防災備蓄品管理システムを活用すれば、非常食や飲料水、簡易トイレなど、さまざまな種類の防災備蓄品を一元管理することが可能です。
例えば、防災備蓄品管理システムにより、企業内の存在する物品の名称や期限、数量などをわかりやすくリスト化することで、在庫情報の可視化ができます。離れた場所からでも管理状況を把握できるため、緊急時にも防災備蓄品の在庫状況をリアルタイムで確認し、迅速な対応をとることが可能です。
システムによっては、在庫が少なくなったタイミングで自動的にアラートを発信する機能も有しているものもあります。
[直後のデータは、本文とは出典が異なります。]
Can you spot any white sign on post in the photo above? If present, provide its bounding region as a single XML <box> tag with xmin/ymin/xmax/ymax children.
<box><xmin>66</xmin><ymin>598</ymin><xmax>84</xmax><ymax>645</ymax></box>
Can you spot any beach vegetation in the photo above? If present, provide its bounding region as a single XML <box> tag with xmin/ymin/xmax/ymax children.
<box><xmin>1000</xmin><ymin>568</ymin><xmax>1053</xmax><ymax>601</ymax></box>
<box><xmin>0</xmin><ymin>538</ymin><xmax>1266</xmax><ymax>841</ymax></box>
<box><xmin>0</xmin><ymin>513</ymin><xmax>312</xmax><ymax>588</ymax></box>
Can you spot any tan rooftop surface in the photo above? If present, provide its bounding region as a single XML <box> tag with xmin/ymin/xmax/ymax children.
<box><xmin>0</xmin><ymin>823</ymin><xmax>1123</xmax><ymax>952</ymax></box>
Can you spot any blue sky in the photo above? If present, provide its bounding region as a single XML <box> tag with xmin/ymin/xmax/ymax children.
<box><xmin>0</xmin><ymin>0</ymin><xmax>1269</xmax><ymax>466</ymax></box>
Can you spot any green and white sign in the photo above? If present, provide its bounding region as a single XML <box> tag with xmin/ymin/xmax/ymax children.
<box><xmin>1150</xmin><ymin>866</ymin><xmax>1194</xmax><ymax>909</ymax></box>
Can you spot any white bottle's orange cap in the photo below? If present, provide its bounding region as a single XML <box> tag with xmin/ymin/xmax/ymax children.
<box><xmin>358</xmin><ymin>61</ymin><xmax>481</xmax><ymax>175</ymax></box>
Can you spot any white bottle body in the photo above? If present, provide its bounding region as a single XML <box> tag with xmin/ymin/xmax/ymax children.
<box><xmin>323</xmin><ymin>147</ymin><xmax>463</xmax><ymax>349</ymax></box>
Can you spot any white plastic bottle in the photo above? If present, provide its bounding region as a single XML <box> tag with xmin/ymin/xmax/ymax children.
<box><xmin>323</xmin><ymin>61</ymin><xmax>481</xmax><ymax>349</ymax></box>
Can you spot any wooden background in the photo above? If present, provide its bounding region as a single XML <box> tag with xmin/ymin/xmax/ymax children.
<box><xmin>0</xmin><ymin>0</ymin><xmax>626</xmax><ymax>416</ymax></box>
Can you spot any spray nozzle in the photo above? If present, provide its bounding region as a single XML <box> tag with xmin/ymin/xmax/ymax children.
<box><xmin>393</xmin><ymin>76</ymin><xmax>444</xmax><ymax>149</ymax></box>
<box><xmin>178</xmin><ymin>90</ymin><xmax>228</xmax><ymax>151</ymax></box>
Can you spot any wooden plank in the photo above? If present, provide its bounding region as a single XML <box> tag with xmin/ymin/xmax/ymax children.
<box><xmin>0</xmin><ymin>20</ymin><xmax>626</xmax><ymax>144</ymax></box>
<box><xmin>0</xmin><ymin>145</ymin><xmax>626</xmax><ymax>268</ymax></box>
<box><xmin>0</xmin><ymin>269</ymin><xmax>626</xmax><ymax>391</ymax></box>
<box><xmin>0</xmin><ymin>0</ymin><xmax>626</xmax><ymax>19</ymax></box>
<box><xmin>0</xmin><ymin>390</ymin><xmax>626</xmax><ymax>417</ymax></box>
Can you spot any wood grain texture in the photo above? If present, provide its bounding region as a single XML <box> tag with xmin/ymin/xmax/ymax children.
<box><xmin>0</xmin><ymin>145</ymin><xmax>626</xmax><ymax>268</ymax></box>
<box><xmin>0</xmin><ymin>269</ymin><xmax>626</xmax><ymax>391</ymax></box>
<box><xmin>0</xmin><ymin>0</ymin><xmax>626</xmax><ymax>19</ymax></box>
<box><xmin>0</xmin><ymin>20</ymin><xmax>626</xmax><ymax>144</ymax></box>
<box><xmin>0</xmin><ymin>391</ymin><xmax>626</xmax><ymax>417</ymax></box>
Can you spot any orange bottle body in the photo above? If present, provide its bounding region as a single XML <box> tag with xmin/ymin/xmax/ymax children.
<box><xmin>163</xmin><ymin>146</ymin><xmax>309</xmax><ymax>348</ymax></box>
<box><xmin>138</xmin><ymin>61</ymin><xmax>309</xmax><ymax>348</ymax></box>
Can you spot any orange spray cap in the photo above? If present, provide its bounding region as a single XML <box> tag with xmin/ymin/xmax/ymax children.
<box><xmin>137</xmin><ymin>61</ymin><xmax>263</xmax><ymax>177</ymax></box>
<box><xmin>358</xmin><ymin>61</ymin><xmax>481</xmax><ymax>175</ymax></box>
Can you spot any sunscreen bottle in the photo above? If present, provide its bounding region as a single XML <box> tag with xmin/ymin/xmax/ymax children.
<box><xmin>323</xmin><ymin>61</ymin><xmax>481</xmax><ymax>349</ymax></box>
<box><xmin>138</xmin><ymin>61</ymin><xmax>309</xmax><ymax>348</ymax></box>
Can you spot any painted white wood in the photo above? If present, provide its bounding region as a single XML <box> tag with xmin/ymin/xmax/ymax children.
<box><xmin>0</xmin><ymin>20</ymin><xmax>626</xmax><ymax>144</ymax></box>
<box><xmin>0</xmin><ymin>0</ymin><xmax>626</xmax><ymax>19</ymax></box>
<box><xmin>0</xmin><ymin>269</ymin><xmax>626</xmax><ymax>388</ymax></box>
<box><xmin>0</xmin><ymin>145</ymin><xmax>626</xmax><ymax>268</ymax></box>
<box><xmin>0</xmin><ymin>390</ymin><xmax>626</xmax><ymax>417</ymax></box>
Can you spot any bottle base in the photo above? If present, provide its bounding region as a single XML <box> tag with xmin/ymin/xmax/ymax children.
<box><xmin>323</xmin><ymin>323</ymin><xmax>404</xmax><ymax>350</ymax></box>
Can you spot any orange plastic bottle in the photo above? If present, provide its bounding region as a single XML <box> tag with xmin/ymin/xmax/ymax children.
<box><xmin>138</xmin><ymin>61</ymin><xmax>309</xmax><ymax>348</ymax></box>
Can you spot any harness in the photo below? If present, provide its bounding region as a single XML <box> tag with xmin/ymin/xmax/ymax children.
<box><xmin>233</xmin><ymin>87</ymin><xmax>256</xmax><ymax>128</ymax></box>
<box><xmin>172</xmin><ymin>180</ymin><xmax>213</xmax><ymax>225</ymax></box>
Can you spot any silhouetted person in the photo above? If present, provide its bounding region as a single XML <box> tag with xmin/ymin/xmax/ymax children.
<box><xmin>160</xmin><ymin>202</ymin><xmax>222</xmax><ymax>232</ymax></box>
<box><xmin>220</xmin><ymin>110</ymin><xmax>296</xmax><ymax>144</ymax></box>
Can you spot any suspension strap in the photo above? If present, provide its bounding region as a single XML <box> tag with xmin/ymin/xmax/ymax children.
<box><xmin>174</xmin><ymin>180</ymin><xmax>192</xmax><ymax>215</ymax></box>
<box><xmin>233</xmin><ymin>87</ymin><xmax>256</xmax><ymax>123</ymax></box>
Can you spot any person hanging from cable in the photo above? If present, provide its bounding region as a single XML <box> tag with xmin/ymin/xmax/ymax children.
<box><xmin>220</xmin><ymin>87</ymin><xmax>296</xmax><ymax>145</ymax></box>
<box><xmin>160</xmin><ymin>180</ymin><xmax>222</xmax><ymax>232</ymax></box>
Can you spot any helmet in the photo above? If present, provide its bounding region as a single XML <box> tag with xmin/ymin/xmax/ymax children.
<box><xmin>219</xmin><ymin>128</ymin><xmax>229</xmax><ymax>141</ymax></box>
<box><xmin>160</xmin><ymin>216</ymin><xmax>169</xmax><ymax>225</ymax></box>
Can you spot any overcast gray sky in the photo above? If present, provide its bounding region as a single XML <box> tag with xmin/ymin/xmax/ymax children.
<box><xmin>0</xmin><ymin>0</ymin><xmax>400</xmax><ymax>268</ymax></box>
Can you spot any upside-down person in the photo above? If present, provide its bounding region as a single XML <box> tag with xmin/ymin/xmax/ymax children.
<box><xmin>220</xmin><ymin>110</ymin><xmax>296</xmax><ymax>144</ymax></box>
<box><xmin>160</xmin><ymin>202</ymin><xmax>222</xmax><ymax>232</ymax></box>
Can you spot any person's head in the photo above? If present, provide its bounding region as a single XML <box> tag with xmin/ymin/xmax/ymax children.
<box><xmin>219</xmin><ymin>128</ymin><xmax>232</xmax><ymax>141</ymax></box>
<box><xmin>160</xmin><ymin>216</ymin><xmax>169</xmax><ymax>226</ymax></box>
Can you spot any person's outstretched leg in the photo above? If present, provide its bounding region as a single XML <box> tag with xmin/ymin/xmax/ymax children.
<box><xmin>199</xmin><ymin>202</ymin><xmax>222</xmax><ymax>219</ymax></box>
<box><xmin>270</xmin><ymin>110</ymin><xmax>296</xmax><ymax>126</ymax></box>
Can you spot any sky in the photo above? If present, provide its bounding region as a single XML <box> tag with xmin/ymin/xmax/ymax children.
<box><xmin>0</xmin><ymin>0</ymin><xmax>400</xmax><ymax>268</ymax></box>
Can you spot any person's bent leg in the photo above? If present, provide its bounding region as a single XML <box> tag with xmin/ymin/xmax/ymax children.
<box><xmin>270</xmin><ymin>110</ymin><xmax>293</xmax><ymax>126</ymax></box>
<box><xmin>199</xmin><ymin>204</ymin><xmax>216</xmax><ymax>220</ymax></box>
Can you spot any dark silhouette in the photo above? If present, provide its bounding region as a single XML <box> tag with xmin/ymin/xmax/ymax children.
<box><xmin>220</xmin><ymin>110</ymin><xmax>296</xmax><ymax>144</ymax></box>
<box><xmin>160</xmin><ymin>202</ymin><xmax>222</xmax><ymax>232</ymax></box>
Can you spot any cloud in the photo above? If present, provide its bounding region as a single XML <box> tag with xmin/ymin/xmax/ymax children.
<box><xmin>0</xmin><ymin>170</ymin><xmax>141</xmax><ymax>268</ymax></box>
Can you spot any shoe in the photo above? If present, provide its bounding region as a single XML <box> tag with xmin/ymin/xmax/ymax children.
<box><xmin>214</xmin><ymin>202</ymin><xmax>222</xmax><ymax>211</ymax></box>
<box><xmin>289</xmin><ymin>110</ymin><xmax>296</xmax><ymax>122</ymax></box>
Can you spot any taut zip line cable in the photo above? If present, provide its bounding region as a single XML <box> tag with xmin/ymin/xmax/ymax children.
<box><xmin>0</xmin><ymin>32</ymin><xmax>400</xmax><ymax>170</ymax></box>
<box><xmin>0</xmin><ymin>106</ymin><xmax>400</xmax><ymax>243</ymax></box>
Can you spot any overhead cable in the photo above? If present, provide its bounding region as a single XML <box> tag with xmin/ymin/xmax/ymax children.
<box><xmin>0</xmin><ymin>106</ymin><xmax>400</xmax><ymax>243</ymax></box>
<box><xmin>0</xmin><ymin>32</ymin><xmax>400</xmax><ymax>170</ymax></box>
アラートに対応して順次発注ができるため、適切かつ効率的な管理が可能です。
一般的に企業の物品管理で使用されている物品管理システムや在庫管理システムを、防災備蓄品の管理に活用することも可能です。企業が有する固定資産やオフィス消耗品、文書などを備蓄品と一緒に一元管理できます。
ただし、防災備品は期限管理が必要なものも多く、定期的な入れ替えも必要です。通常の物品管理システムでは、防災備蓄品を管理するための機能が不足している場合があります。
防災備蓄品管理サービスには、多くの種類があります。自社に合ったサービスを導入するためには、目的に合ったサービスの選定、運用コストやサポート体制を確認することが重要です。
防災備蓄品管理サービスを選ぶ際のポイントをみていきましょう。
防災備蓄品管理における自社の目的を明確にした上で、サービスを選ぶことが重要です。各サービスの特徴を理解し、自社の目的に沿ったサービス内容であるのかを比較検討しましょう。
防災備蓄品の管理に多くの費用をかけず、低コストで行いたいと考えている企業も多いでしょう。そのため、各サービスの料金体系の確認も重要なポイントです。低価格であることに注目せず、自社の目的やサービス内容と料金がマッチするかどうか確認をするようにしましょう。
防災備蓄品管理システムに知見のある担当者が自社内にいなかった場合、トラブル発生時の対応に苦慮する可能性もあります。初めてシステムを導入した場合には、不明点やトラブルが発生しがちです。そのような場合に柔軟に対応できるよう、サポート体制の有無を確認しておきましょう。
今回は、防災備蓄品の管理が必要な理由や管理方法、便利なサービスや選定時のポイントについて解説しました。防災備蓄品は、従業員の命を守るために必要な物品です。しかし、準備すべき量があったり、期限や適切な管理方法が定められていたりと、災害備蓄品の管理に大変さを感じている担当者も多いでしょう。